I was very pleased to hear my noble friend say that the Government welcome our contribution. Your Lordships’ House has been here, is here and will always be here, playing our usual constructive role. But there is another example of poor etiquette: this time between the House of Commons and the House of Lords. I am told that it is something to do with the democratic mandate.
Like all humble people, we do not mind looking up to our superiors in another place as long as we are not taken for granted, but so far we have been the dog that did not bark in the night, with not even a growl. We have the expertise—we all know that—and we have the power, as confirmed by the Library, which confirmed to me that the usual powers of the House of Lords would apply to the passage of any Act of Parliament to do with Brexit.
I encourage the House not to be satisfied with these take note Motions.

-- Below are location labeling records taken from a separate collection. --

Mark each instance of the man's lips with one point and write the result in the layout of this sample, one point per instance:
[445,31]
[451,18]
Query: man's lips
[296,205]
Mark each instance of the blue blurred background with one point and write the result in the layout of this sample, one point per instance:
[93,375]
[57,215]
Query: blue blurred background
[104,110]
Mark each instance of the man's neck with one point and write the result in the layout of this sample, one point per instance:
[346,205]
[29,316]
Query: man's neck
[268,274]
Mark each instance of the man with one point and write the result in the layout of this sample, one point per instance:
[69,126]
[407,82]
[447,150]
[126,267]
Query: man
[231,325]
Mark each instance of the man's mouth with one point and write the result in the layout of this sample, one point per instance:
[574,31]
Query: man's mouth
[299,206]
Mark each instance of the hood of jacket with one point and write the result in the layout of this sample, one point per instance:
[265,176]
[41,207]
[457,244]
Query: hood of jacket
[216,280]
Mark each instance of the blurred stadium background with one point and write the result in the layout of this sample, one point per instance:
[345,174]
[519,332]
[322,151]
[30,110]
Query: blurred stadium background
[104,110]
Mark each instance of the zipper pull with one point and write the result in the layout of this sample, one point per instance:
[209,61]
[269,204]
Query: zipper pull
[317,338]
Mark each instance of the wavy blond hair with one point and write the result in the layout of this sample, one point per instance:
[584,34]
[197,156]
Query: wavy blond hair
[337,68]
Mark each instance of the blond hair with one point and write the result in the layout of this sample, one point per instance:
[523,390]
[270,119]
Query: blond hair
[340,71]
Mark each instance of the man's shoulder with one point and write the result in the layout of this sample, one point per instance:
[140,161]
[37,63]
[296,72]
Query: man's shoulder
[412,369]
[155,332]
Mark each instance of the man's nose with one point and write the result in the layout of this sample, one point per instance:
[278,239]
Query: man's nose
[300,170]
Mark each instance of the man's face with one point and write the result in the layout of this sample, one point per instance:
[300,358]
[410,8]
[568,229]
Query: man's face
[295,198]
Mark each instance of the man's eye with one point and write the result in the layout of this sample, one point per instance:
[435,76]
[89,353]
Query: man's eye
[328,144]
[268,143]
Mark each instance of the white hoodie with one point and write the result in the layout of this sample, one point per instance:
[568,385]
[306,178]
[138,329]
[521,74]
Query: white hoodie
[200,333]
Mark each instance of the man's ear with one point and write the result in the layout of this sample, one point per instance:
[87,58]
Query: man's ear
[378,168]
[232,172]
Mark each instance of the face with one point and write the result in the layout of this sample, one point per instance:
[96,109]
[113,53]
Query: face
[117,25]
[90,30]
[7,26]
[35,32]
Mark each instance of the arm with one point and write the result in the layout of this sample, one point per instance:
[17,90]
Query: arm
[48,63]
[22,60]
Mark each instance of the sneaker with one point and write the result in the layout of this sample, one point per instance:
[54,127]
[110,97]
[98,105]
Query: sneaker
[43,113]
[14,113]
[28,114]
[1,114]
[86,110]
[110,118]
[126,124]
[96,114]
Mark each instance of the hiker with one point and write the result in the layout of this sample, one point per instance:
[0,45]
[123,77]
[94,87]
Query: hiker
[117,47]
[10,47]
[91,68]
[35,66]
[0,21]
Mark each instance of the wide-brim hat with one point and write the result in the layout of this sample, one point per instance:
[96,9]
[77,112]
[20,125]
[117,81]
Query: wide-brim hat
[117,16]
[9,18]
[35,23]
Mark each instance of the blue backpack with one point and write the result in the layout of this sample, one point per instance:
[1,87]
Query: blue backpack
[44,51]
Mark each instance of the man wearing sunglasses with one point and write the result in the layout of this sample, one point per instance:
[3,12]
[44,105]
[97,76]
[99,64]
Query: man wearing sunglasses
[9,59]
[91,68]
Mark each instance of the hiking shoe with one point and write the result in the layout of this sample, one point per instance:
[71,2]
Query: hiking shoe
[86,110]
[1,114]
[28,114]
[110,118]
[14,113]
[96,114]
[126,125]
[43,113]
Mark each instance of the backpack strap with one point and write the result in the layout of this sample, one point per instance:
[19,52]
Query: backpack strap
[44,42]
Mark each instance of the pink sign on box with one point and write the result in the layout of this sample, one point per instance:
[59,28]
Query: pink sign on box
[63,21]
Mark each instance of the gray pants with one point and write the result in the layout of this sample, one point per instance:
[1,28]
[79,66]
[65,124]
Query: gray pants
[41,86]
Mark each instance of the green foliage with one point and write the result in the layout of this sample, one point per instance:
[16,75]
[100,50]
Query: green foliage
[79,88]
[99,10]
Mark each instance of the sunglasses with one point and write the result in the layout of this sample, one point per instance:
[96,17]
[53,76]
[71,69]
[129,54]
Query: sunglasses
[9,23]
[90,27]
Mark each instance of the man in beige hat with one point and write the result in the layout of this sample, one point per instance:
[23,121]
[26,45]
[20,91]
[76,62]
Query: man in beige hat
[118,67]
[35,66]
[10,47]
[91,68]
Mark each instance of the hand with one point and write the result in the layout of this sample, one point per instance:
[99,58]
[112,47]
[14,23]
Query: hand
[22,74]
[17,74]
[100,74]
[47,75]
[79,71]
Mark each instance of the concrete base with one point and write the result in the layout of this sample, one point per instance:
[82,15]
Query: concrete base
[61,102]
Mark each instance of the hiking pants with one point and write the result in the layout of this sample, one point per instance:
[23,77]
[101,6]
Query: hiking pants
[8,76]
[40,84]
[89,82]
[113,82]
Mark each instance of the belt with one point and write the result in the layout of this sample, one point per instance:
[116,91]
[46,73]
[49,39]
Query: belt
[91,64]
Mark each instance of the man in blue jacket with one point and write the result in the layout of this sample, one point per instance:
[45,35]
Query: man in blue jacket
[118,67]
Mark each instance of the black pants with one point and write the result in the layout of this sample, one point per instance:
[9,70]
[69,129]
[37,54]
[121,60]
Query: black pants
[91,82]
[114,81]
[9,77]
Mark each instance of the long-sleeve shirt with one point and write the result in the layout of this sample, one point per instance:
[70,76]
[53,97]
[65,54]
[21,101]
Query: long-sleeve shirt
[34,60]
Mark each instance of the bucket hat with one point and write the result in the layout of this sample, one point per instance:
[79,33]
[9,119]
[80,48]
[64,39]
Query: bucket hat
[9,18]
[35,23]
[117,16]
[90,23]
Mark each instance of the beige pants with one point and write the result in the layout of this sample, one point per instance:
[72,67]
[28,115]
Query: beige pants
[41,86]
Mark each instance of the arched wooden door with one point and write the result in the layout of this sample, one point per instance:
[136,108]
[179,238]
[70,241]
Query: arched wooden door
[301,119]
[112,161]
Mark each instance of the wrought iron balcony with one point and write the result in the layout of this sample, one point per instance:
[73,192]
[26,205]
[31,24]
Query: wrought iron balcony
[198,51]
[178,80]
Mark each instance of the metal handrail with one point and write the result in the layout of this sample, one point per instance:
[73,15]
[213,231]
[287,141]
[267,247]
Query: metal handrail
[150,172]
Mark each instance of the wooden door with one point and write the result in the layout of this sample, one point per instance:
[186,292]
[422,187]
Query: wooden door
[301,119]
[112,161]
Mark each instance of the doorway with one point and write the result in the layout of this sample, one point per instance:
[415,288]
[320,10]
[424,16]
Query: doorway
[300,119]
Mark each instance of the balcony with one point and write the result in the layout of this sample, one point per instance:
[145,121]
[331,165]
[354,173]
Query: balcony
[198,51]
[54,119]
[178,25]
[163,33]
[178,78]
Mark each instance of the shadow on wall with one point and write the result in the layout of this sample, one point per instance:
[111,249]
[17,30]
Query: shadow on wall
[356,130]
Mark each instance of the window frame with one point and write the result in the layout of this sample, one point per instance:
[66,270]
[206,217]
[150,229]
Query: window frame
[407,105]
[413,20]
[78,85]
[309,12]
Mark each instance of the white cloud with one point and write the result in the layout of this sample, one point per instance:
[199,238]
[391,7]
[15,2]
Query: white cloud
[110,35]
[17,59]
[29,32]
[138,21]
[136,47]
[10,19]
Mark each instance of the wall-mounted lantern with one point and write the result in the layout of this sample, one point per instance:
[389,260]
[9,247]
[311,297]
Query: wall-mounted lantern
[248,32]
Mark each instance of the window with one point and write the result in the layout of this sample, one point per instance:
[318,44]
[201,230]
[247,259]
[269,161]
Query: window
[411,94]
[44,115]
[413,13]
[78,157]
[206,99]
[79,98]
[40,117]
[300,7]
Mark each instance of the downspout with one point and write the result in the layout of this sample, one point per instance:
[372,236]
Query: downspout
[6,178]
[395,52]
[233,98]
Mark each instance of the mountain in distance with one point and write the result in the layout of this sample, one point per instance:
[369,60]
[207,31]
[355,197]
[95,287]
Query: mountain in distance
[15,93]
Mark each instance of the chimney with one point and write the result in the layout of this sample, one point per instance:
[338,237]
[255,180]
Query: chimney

We should not accept that the other place is voting on the historic choice facing our nation tomorrow while today we are debating only a take note Motion. That will not help us on the day of judgment, when we have to stand responsible for what we have done in this House.
I am very proud of our House—as your Lordships know—and what it can do. I would like it to end the current dismal choice between the least worst options that nobody wants. Let us give the people of Britain and Europe something they both want. It is ready and waiting, I can tell you: it is in the Printed Paper Office and on page 19 of today’s Order Paper. It is the EU Membership Bill, and I hope that your Lordships will consider it. We might then hear, loud and clear, what we want to hear: the Clerk’s immortal words in the House of Commons, “Message from the House of Lords”.